The Japanese government has estimated the direct damage from a deadly earthquake and tsunami that struck the country's north-east this month at up to 25 trillion yen (€217 billion), making it the world's costliest natural disaster.
It said the estimate covered damage to roads, homes, factories and other infrastructure and eclipses the €70 billion loss after the 1995 Kobe quake, until now the highest.
The figure does not include losses in economic activity from planned power outages or the broader impact of a crisis at a stricken nuclear power plant in Fukushima, where work crews are still struggling to prevent further radiation leaks.
'The impact from the planned power outages is likely to be significant,' Fumihira Nishizaki, director of macroeconomic analysis at the Cabinet Office told reporters.
The upper end of the estimate range would amount to about 6% of Japan's gross domestic product.
'This quake will cause the condition of Japan's economy and output to be severe,' Bank of Japan Governor Masaaki Shirakawa told a parliamentary committee.
Speaking separately, central bank board member Ryuzo Miyao repeated the bank's pledge to take appropriate policy action if needed to support the world's third-largest economy.
In its initial response to the disaster, the central bank started pumping trillions of yen into the money market to prevent it from seizing up and doubled its asset buying scheme.

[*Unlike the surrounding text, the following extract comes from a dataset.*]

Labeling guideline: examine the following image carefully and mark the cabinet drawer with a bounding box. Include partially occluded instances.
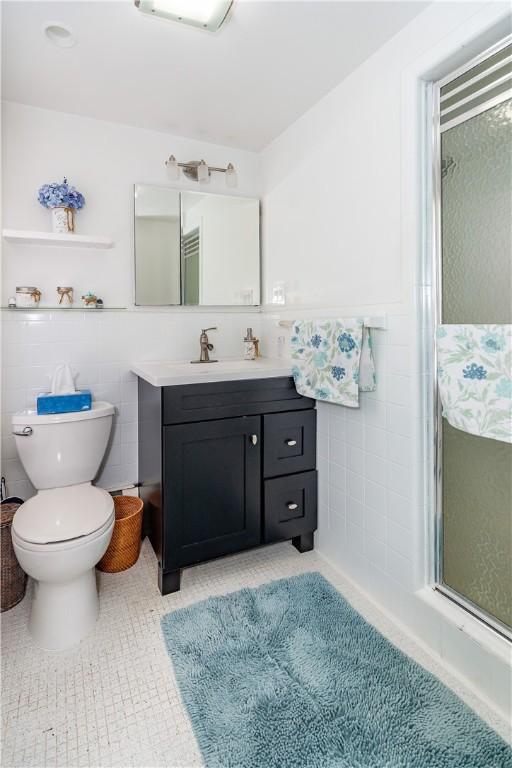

While economists expect Japan's biggest reconstruction push since the post-World War Two period to give the hard-hit economy a badly needed lift in the second half of the year, they warn that power shortages are the greatest risk to such a scenario.
Tokyo Electric Power Co, which serves Tokyo and the surrounding area that accounts for 40% of Japan's economic output, lost about 20% of its operating thermal and nuclear power generation and is unlikely to get enough back online to meet peak summer demand.
Toyota, the world's top car maker, could be losing about millions of euro of profit for every day its 12 assembly plants remain shut.